Dies ist ganz normal und nicht weiter besorgniserregend. Von einer Osteoporose
spricht man erst, wenn der Abbau des Knochens deutlich über dieses Maß
hinausgeht. Bei der Osteoporose sinkt die Knochenfestigkeit unter einen
kritischen Punkt, die so genannte „Bruchschwelle“. Das Risiko von Knochenbrüchen
wächst dramatisch. Bei gesunden Menschen stehen Knochenaufbau- und
Knochenabbauprozesse in einem ausgeglichenen Verhältnis zueinander. Jeder
Knochen enthält Knochenaufbauzellen (Osteoblasten) und Knochenabbauzellen (Osteoklasten).
Bis zum 35. Lebensjahr haben die Knochen ihre maximale Knochenmasse aufgebaut.

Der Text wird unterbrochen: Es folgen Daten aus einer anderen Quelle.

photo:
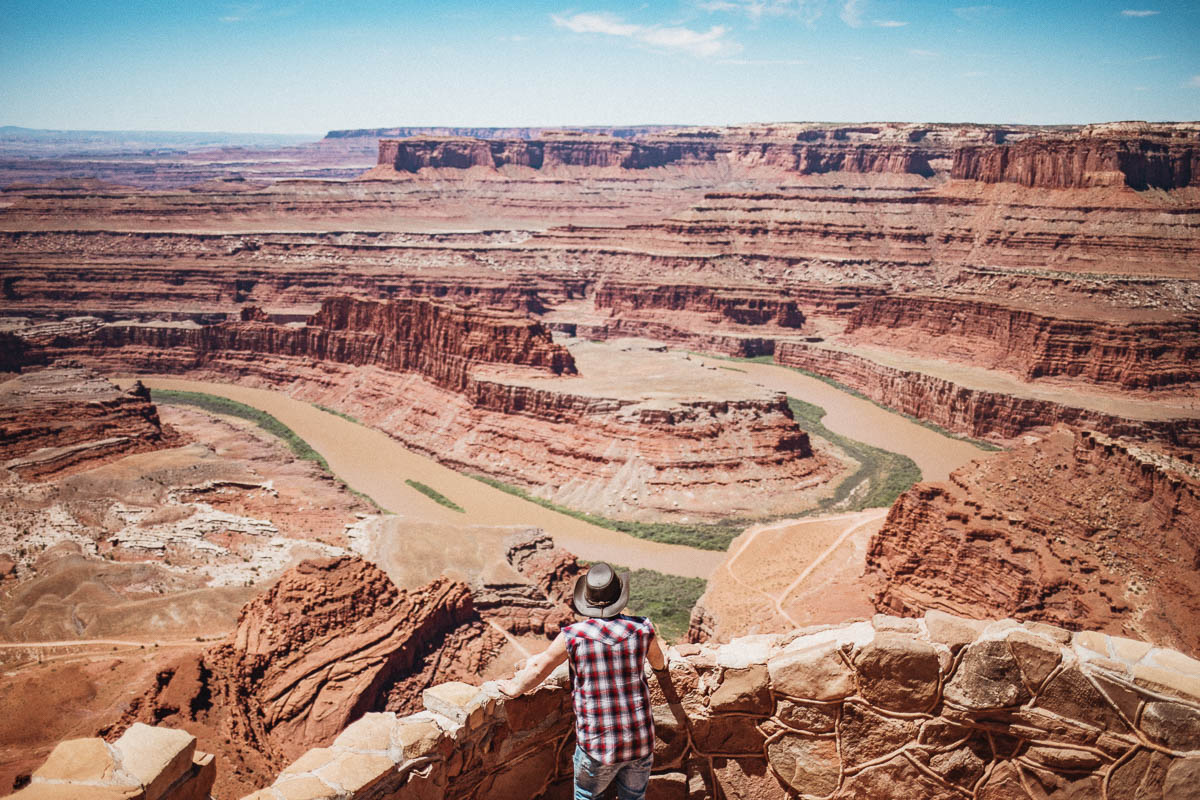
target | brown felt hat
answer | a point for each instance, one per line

Doch Veranlagung, Änderungen im Hormonhaushalt, regelmäßige Einnahme von
Cortison oder anderen Medikamenten, Stoffwechselstörungen, Bewegungsarmut und
falsche Ernährung sind auch Faktoren, die das Risiko einer Erkrankung nachhaltig
erhöhen.
Das DXA-Verfahren
Bei etwa 30 bis 40 Prozent aller Frauen kommt es nach den
Wechseljahren zu einer Osteoporose, weil die Produktion der weiblichen Hormone
(in erster Linie der Östrogene) und damit deren bremsender Einfluss auf die
knochenabbauenden Zellen (Osteoklasten) ausbleibt. Um Knochenbrüche zu
vermeiden, sollte ein Osteoporose- Risiko so früh wie möglich erkannt werden. In
erster Linie dient hierzu die Knochendichtemessung, die bei allen Personen mit
entsprechenden Risiken und insbesondere bei Frauen nach den Wechseljahren
vorgenommen werden sollte.
Das DXA-Verfahren, ein Röntgenverfahren mit sehr
niedriger Strahlenbelastung, ist heute das am häufigsten angewandte Verfahren
zur Bestimmung der Knochendichte an der Lendenwirbelsäule, am Schenkelhals und
am Unterarm. Die geringe Strahlenexposition, die einfache Durchführung und die
international anerkannte Standardisierung (Dual Energy X Ray-Absorptiometry) des
DXA-Verfahrens sind die Gründe hierfür. Das DXA-Verfahren ist derzeit als die
aussagekräftigste Messung des Knochenmineralgehaltes anzusehen.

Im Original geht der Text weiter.